In all cases, if [tex]f[/tex] has real coefficients, then any complex roots occur in conjugate pairs, so if [tex]a+bi[/tex] is a root, then so is [tex]a-bi[/tex]. Also, by the fundamental theorem of algebra, if [tex]r_1,\ldots,r_n[/tex] are roots to [tex]f[/tex], then for some constant [tex]a\in\mathbb R[/tex],
[tex]f(x)=a(x-r_1)\cdots(x-r_n)[/tex]
1. If [tex]n=3[/tex] and [tex]f(3)=f(2i)=0[/tex], then
[tex]f(x)=a(x-3)(x-2i)(x+2i)=ax^3-3ax^2+4ax-12a[/tex]

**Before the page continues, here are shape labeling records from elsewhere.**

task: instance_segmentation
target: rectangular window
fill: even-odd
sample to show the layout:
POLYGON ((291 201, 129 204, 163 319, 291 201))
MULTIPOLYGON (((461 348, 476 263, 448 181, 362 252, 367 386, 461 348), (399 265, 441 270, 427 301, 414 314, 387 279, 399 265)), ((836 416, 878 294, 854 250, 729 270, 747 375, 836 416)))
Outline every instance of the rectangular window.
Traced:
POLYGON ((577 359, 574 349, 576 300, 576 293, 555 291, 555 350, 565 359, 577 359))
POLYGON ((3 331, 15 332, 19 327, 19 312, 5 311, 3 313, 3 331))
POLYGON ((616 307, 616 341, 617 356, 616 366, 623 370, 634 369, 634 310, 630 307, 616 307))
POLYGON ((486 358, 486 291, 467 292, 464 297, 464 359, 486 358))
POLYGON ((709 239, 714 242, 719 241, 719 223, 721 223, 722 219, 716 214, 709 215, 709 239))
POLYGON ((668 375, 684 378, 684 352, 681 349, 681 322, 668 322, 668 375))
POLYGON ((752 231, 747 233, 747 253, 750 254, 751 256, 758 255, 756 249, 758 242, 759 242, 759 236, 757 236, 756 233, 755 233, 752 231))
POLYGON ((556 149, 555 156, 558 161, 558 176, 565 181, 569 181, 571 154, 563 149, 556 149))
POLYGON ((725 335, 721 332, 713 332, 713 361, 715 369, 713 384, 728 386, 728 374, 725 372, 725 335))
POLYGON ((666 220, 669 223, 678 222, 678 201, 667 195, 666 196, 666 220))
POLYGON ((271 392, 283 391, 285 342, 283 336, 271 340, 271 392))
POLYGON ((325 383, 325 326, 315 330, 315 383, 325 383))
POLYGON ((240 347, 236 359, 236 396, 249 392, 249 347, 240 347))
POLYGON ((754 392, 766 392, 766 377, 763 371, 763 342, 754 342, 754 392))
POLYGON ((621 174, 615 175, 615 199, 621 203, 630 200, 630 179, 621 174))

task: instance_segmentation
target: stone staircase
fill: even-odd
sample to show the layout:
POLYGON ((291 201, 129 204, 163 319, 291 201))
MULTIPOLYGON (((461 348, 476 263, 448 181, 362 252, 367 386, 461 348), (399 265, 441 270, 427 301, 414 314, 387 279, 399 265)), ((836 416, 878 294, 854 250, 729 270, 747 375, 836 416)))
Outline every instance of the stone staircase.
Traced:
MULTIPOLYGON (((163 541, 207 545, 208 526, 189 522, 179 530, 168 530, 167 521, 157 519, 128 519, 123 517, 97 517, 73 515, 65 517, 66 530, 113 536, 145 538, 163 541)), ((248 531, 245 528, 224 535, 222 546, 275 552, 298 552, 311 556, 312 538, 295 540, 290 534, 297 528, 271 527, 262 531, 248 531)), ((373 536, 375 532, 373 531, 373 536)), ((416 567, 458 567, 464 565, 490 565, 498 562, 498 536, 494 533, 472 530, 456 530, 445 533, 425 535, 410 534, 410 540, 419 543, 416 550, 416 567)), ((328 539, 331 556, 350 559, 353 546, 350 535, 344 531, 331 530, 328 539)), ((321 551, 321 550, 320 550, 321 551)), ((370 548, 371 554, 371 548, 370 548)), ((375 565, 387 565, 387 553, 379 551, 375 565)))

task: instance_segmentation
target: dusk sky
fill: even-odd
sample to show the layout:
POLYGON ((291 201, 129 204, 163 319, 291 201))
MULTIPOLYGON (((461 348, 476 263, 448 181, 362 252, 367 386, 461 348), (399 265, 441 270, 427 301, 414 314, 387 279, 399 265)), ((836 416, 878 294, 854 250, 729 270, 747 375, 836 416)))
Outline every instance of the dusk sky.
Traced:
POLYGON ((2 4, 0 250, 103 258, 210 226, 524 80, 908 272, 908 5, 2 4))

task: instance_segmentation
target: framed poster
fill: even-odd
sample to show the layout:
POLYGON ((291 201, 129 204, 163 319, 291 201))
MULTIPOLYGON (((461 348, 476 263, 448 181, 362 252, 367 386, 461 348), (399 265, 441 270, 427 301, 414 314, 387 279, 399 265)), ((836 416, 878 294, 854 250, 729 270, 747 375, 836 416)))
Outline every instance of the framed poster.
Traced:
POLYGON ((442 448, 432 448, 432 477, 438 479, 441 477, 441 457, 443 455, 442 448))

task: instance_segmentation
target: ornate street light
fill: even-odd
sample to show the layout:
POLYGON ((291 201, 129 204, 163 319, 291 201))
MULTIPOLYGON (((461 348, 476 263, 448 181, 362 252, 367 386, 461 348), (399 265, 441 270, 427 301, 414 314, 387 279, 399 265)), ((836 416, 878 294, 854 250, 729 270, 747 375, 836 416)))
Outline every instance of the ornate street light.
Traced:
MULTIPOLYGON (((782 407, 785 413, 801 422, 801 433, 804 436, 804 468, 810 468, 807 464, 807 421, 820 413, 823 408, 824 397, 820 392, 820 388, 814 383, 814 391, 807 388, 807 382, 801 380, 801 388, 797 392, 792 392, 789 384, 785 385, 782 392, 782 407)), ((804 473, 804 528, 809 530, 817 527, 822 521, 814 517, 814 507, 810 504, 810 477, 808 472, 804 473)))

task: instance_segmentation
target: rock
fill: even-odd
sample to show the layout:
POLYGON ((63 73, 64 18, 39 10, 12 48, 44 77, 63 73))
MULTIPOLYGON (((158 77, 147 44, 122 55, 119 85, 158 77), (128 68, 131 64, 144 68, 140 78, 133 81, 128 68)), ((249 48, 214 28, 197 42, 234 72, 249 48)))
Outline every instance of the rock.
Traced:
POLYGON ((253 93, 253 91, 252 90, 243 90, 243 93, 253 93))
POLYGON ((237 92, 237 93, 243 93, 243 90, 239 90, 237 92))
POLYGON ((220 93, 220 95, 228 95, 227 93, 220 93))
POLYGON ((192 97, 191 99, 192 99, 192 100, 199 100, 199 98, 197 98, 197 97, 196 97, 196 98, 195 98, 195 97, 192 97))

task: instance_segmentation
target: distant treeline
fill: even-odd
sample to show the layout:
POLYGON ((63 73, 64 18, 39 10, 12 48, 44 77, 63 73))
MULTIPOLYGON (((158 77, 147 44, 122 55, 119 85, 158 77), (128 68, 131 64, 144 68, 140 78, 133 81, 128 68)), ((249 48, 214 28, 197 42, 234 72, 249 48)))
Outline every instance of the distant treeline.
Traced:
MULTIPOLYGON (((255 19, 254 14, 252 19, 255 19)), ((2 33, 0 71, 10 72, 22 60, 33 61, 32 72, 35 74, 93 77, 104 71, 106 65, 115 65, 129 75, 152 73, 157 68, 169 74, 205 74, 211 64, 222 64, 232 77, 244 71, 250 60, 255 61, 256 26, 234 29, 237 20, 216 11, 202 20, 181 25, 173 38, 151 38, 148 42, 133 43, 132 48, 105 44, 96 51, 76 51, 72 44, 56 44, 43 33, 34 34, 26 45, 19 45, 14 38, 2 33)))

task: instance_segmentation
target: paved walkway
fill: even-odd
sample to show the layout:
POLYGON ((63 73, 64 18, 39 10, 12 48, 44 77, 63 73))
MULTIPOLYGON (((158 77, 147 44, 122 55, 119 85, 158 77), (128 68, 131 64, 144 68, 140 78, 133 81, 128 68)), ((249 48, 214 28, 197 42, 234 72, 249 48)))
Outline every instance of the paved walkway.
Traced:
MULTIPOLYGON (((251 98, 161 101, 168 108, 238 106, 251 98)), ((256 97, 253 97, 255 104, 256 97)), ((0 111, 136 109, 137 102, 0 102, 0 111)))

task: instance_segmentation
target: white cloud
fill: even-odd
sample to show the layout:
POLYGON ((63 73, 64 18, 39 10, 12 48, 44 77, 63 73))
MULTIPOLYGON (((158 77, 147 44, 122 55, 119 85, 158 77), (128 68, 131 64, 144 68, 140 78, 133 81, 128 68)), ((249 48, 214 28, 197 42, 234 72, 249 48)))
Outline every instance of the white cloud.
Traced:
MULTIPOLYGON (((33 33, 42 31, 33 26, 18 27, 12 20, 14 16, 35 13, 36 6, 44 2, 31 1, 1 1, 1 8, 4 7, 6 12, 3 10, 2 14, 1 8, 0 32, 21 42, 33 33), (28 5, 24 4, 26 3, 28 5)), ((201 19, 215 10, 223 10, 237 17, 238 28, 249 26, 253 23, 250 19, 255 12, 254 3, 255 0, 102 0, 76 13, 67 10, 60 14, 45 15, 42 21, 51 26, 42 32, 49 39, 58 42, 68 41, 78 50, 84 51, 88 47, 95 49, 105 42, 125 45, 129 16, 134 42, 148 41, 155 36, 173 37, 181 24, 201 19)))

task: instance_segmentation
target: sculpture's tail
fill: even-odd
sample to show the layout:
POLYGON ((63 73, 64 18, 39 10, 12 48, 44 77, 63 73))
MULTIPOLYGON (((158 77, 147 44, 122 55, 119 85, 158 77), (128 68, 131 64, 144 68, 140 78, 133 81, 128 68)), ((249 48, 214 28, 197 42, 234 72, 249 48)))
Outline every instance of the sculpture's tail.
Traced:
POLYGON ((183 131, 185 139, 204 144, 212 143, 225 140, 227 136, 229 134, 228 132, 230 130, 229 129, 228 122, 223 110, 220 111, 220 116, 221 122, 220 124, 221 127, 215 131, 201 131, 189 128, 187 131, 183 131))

Given that [tex]f(-1)=50[/tex], we have
[tex]f(-1)=a(-1-3)(-1-2i)(-1+2i)=-20a=50\implies a=-\dfrac52[/tex]
[tex]\implies\boxed{f(x)=-\dfrac52x^3+\dfrac{15}2x^2-10x+30}[/tex]
2.
[tex]f(x)=a(x-4)(x-(-5+2i))(x-(-5-2i))=a x^3 + 6 a x^2 - 11 a x - 116 a[/tex]
With [tex]f(2)=-636[/tex], we have
[tex]f(2)=a(2-4)(2+5-2i)(2+5+2i)=-106a=-636\implies a=6[/tex]
[tex]\implies\boxed{f(x)=6x^3+36x^2-66x-696}[/tex]
The rest are done in the same exact way.